Son derece nadir yaşanan yeni bir gezegenin doğuşu gözlemlendi

Son derece nadir yaşanan yeni bir gezegenin doğuşu gözlemlendi

Gökbilimciler, kendi Güneş sistemimizde Jüpiter gibi gaz devlerinin nasıl oluştuğunu daha iyi anlamamıza yardımcı olabilecek bir keşfe imza attılar. Yapılan gözlemlerde şimdiye kadar son derece nadir görülen yeni bir gezegenin doğuşuna tanık olundu.

Elbette evrenin farklı yerlerinde yeni gezegenlerin oluştuğu biliniyor ancak bunların gözlemlenmesi son derece nadir. Hatta yeni gözlemle birlikte şimdiye kadar sadece üç tane gezegen doğuşu keşfedildi. Son keşif ise Avrupa Güney Gözlemevi’nin Sphere cihazından gelen verilerin analiz edilmesiyle ortaya konuldu. Verilerle desteklenen gözlemler sonucunda Dünya’nın yakınlarında (Nereden baktığınıza göre değişir) yeni bir öngezegen keşfedildi.

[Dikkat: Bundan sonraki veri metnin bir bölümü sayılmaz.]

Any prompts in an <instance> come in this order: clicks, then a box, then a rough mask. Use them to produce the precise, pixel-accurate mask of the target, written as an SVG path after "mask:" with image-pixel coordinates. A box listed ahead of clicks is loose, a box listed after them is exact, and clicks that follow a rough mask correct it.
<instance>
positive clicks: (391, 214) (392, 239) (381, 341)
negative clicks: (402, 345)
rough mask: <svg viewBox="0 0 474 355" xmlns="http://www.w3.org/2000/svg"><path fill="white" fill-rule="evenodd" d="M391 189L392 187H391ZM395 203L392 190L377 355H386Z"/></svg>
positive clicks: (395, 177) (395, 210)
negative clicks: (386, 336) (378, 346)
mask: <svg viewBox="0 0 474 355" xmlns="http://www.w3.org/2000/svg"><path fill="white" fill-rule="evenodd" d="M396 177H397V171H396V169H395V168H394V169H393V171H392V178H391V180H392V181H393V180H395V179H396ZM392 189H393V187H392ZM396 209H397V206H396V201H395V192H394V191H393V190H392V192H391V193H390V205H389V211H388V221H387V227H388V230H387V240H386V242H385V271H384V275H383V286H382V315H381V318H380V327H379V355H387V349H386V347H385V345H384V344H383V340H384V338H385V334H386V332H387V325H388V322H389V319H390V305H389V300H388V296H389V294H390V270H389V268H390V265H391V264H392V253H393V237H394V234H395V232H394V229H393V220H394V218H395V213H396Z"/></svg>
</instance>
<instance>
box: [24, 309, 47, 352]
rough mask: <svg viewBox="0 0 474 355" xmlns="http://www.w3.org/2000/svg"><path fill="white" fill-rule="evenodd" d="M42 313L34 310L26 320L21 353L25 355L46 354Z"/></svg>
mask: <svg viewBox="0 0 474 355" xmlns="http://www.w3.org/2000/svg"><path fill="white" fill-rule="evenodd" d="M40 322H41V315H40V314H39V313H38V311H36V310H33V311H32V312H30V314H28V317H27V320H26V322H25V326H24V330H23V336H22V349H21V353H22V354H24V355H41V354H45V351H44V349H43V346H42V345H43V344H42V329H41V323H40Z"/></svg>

Henüz daha emekleme aşamasında

Yeni gezegen, astronomların birkaç yıldır gözlemlediği HD 169142 yıldızının yörüngesinde dönen bir gaz devi ve yaklaşık olarak Jüpiter’in üç katı kütleye sahip. HD 169142b olarak adlandırılan öngezegen, yıldızından 37 astronomik birim – Dünya ile güneş arasındaki mesafenin 37 katı – uzağındaki bir yörüngede dönüyor. Gaz devinin yıldızı etrafındaki bir tam turu yaklaşık 166 yıl sürüyor. HD 169142 sisteminin bize olan uzaklığı ise 371 ışıkyılı. İnsan ölçeğinde bu çok uzak gibi gelse de kozmos ölçeğinde bu sistemle aynı mahalledeyiz.

HD 169142 yıldızının etrafı sıcak, yoğun gaz ve toz diskiyle kaplı durumda. Bu sahne esasında Dünya, Mars ve diğerlerinin henüz oluşmadığı erken Güneş sistemine benziyor. Bu gaz ve toz diski zamanla yerçekimi kuvvetiyle bir gezegen halini alıyor. Keşfedilen yeni gezegen ilerleyen dönemlerinde bir uyduya da sahip olabilir. Bu arada gözlemlenen diğer iki ön gezegenin 2018’de Dünya’dan yaklaşık 369 ışıkyılı uzaklıkta keşfedilen PDS 70b ve PDS 70c olduğunu da belirtelim.

Çalışmanın ortak yazarı Iain Hammond, HD 169142 yıldızının 2015 ile 2019 yılları arasında gözlemlendiğini ve 2019’da, elde edilen görüntülerle sistemde yeni bir gezegenin oluşmaya başladığının teorileştirildiğini aktarıyor. Yeni bulgular, önceki verilerin yeniden analizinin yanı sıra daha kaliteli yeni gözlemlerin dahil edilmesiyle bu hipotezi doğruluyor. Çalışmada yer alan Valentin Christiaens ise gezegenin henüz çok genç bir aşamasına baktığımızın altını çiziyor. NASA’nın James Webb Uzay Teleskobu kullanılarak gelecekte yapılacak gözlemlerin bu tür erken gezegen oluşumu hakkında daha fazla ipucu sağlayabileceği düşünülüyor.